Saturday, January 28, 2012

The Iron Lady




        By Andy Brooks

 

The Iron Lady: (12A) 104 mins. Dir: Phyllida Lloyd. General release.

MOST OF the left groaned when they heard that the movie moguls were going to give Lady Thatcher the Hollywood treatment with a star-studded cast and Meryl Streep as the leading lady herself. The Tories meanwhile sat back expecting an epic of Churchillian proportions. What they actually got was a bitter disappointment.
            Margaret Thatcher is portrayed as a half-mad old crone, shunned by her children, who holds imaginary conversations with her long dead husband, which trigger flash-backs to her long-gone days of glory.
 The film has not surprisingly been dismissed as a “disgrace” by Tory grandee Norman Tebbit and “left-wing fantasy” by her children.  The focus on Thatcher’s dementia has been criticised as a cruel invasion of the privacy of an elderly woman, with some justification. Nevertheless it’s the artistic device that the whole movie revolves around.
Though it is by no means a conventional biopic, the film does tell a story. In a sequence of scenes we see Thatcher rise from her student days at Oxford to struggle to overcome Tory male chauvinism in her quest for high office, the defeat of the miners and, of course, the Falklands War. All of this is set against a background of strikes, IRA bombings and riots on the streets, using newsreel footage from the time. 
But what does the film tell us? Well it’s the tale of how one woman overcame male prejudice to become the first woman prime minister in British history, leading the country from 1979 to 1990, only to be ignominiously dumped by her own party when her popularity slipped. The moral of the story is perhaps only in its ending.
Maverick Tory MP Enoch Powell famously said: “All political lives, unless they are cut off in midstream at a happy juncture, end in failure, because that is the nature of politics and of human affairs”. It was certainly true of Powell himself, who played the race card in his own failed bid for power. It’s equally true of Thatcher, Major and Blair as well as every British prime minister we’ve had over the past 100 years or so.
Thatcher may well be an icon to the ruling class. But so are all the others, Labour and Tory, who followed in her footsteps when they went to Downing Street. The great reforms of the post-war Labour Government were indeed partly due to the overwhelming demand from working people for a better life.
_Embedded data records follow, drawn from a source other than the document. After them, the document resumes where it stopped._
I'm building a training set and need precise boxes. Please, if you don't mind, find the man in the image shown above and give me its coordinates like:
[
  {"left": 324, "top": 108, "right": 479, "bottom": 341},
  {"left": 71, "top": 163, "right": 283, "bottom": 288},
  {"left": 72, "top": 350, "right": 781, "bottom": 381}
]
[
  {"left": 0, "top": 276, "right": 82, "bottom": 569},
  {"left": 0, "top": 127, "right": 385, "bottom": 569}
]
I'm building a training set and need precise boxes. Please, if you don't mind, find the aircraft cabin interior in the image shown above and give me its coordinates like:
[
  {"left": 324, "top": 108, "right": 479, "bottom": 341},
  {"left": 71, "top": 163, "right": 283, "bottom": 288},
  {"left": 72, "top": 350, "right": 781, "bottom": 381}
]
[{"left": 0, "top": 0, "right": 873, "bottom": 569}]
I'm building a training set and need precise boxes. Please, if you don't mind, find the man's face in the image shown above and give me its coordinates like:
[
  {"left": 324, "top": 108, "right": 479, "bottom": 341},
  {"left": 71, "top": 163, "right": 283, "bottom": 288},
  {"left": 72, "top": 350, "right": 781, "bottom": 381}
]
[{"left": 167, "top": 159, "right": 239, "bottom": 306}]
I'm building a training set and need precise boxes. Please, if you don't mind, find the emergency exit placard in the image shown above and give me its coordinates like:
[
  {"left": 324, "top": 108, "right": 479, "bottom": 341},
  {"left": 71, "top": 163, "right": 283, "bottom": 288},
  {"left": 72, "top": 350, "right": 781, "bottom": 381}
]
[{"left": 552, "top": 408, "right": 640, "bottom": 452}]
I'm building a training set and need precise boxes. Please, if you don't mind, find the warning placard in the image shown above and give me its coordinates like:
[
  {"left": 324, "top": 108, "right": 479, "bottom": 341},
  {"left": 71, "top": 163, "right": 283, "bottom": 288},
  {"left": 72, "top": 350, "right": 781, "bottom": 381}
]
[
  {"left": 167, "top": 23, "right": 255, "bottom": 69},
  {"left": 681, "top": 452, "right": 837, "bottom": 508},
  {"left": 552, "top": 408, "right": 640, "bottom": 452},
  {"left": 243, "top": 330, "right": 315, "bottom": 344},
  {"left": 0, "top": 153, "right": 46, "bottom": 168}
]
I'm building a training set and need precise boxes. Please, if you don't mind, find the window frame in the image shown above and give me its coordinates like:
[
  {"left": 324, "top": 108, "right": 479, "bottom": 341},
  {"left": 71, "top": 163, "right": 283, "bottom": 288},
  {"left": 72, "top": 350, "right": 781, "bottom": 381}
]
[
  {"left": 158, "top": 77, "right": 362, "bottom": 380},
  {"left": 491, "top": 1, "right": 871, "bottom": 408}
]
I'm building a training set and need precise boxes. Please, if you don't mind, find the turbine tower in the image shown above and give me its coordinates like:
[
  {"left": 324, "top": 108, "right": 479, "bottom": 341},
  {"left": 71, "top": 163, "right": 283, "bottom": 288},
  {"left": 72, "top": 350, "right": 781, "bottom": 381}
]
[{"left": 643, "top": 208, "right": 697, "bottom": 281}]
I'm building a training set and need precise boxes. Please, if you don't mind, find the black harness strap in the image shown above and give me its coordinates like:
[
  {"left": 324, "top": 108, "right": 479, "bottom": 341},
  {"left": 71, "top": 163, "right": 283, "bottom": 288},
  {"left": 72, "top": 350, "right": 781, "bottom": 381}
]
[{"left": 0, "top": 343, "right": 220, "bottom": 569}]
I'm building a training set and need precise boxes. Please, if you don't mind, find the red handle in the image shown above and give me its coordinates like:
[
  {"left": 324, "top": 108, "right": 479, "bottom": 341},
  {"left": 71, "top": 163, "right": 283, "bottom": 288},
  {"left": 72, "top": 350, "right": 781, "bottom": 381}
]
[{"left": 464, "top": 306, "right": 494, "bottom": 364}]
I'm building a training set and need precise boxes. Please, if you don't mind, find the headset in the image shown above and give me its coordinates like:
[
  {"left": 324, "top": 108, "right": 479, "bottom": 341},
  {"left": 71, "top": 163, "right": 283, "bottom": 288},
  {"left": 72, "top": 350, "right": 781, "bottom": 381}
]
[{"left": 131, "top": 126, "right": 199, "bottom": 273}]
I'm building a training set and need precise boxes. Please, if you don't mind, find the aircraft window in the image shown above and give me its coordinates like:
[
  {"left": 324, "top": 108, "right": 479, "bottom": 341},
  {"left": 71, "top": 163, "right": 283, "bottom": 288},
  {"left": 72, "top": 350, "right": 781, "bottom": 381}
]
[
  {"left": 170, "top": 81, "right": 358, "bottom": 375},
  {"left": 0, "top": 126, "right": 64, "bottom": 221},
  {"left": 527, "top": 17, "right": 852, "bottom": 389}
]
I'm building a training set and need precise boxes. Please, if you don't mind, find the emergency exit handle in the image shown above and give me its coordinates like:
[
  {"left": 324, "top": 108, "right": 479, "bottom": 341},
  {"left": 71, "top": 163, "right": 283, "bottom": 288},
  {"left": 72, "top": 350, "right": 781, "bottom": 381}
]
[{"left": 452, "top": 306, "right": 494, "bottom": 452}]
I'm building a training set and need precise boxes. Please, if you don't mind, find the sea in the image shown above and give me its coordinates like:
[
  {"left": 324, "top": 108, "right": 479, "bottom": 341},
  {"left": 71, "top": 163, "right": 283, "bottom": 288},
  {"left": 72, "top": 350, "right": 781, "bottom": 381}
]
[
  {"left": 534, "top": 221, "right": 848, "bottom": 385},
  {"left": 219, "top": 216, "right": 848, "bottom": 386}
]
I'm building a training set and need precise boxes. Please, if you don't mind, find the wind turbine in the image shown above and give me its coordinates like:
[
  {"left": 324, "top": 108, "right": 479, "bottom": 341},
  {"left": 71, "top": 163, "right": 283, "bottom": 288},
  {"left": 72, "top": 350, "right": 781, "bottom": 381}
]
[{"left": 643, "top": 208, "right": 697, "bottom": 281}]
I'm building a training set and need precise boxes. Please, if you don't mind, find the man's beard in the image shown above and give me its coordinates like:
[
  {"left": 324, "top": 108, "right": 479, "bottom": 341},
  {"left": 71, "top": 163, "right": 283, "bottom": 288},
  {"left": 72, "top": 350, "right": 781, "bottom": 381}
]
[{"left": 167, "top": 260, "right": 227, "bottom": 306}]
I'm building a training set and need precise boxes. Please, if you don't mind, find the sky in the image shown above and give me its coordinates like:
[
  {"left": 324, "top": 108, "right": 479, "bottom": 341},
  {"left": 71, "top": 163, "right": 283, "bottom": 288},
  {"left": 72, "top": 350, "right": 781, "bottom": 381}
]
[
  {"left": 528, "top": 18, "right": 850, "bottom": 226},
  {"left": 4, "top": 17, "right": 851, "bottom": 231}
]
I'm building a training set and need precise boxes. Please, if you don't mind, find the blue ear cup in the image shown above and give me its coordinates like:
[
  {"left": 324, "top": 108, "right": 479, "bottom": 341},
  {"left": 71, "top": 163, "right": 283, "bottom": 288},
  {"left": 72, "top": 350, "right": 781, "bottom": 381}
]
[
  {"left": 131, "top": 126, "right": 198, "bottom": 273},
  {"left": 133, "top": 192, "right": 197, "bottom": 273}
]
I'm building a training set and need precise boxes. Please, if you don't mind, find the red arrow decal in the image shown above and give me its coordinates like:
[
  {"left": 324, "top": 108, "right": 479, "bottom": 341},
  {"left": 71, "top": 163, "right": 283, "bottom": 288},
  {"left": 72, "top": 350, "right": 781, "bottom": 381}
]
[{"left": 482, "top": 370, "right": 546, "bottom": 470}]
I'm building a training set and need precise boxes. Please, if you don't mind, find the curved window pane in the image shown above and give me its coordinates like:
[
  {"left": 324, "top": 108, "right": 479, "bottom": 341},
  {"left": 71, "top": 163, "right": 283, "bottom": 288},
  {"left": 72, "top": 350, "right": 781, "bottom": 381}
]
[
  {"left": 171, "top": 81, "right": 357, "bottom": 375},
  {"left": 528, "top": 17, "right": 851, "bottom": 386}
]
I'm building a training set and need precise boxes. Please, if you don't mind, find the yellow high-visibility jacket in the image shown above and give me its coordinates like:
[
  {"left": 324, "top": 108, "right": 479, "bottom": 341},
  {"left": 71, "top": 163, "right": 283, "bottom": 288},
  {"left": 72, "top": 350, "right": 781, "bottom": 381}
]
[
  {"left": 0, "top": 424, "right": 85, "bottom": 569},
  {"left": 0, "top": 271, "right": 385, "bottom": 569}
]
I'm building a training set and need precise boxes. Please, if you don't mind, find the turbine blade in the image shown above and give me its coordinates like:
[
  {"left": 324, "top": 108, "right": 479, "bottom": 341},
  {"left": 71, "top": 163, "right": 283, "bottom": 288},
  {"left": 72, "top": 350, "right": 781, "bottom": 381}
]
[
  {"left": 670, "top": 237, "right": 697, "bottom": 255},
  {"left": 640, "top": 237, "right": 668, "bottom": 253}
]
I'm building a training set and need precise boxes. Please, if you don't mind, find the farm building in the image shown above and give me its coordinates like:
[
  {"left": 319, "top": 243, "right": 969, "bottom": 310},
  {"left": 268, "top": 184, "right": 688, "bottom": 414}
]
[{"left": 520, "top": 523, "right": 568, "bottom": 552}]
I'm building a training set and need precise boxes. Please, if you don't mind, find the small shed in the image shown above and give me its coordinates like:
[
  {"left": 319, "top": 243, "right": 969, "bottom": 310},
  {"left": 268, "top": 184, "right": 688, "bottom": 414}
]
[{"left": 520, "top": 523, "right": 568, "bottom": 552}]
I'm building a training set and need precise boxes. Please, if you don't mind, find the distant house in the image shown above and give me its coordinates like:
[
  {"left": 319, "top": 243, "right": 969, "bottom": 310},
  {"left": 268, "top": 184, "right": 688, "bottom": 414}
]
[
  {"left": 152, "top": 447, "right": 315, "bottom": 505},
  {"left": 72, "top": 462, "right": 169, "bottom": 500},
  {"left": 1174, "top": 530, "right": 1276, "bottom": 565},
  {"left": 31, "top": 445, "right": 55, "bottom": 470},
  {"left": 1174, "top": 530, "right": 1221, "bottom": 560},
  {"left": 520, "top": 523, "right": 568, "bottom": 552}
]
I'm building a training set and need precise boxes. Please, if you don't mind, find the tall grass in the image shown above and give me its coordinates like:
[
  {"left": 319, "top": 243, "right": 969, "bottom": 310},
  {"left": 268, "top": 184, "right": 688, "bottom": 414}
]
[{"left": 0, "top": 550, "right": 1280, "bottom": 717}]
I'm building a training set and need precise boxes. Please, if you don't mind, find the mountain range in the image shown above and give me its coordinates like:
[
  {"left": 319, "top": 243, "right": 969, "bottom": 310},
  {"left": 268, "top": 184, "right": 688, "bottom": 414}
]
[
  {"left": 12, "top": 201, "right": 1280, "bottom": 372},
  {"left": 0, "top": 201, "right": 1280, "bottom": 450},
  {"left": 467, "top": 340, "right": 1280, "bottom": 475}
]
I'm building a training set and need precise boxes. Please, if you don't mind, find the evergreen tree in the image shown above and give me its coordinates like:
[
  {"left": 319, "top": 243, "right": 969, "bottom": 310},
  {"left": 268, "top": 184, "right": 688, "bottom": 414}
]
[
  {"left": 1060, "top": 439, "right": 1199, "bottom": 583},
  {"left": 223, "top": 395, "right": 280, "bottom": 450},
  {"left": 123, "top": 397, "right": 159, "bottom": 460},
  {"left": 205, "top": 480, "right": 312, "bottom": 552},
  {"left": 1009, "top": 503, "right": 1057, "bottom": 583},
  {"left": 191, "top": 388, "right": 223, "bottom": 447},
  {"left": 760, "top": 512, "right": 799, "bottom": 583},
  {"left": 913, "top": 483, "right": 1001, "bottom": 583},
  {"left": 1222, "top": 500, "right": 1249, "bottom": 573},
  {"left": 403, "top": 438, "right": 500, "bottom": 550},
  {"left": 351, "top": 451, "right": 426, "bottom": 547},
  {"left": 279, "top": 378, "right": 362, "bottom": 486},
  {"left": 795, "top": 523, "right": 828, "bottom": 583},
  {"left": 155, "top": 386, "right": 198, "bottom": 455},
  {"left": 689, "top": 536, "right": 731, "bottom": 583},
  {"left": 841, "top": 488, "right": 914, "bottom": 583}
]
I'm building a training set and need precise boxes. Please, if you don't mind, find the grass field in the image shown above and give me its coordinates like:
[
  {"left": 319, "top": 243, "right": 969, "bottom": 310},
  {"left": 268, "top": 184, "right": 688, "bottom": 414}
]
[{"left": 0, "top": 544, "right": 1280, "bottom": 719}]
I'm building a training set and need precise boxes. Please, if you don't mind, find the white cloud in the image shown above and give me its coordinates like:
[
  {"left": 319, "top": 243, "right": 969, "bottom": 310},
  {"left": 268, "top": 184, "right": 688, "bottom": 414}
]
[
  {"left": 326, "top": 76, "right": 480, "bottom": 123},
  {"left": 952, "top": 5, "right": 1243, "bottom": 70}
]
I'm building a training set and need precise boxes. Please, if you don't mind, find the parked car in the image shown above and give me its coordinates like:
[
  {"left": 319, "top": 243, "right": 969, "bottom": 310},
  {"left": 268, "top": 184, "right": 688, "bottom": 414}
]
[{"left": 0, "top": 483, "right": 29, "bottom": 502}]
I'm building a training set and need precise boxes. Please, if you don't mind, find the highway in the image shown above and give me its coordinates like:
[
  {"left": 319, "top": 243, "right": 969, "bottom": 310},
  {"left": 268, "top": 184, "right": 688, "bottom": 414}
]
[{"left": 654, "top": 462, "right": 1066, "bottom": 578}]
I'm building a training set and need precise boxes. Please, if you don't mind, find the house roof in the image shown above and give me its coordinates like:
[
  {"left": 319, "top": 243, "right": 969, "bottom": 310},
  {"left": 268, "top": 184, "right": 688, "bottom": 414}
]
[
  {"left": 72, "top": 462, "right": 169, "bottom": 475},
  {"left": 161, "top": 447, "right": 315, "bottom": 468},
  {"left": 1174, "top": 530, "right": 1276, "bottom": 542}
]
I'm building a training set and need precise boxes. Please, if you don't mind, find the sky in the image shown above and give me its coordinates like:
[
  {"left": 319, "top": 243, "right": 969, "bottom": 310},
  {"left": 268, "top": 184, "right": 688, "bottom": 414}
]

But they were also the product of a bourgeois consensus on the need to boost production by pumping state money into ailing industries, while buying off and diverting working people down the dead-end of social democratic reform to head off the communist movement that had  massively grown throughout Europe during the struggle to defeat the Nazis.  This tactic was followed by the bourgeoisie throughout Western Europe during the Cold War.
 By the 1970s the bourgeoisie as a whole, in Britain and in Europe, were no longer prepared to pay their share in maintaining state welfare and that consensus ended. Thatcher simply represented the class the Tories serve and she did nothing that would not have been done by any other Tory leader at the time.
Margaret Thatcher led the Tories to victory three times in a row, spearheading a bourgeois offensive against the unions, the National Health Service and the welfare state, whose consequences we still live with today.
Yet in the Iron Lady the rage of the victims of the Thatcher era is used only as a backdrop to her life. But perhaps the portrayal of Thatcher as a lonely, neglected old woman symbolises more than immediately meets the eye.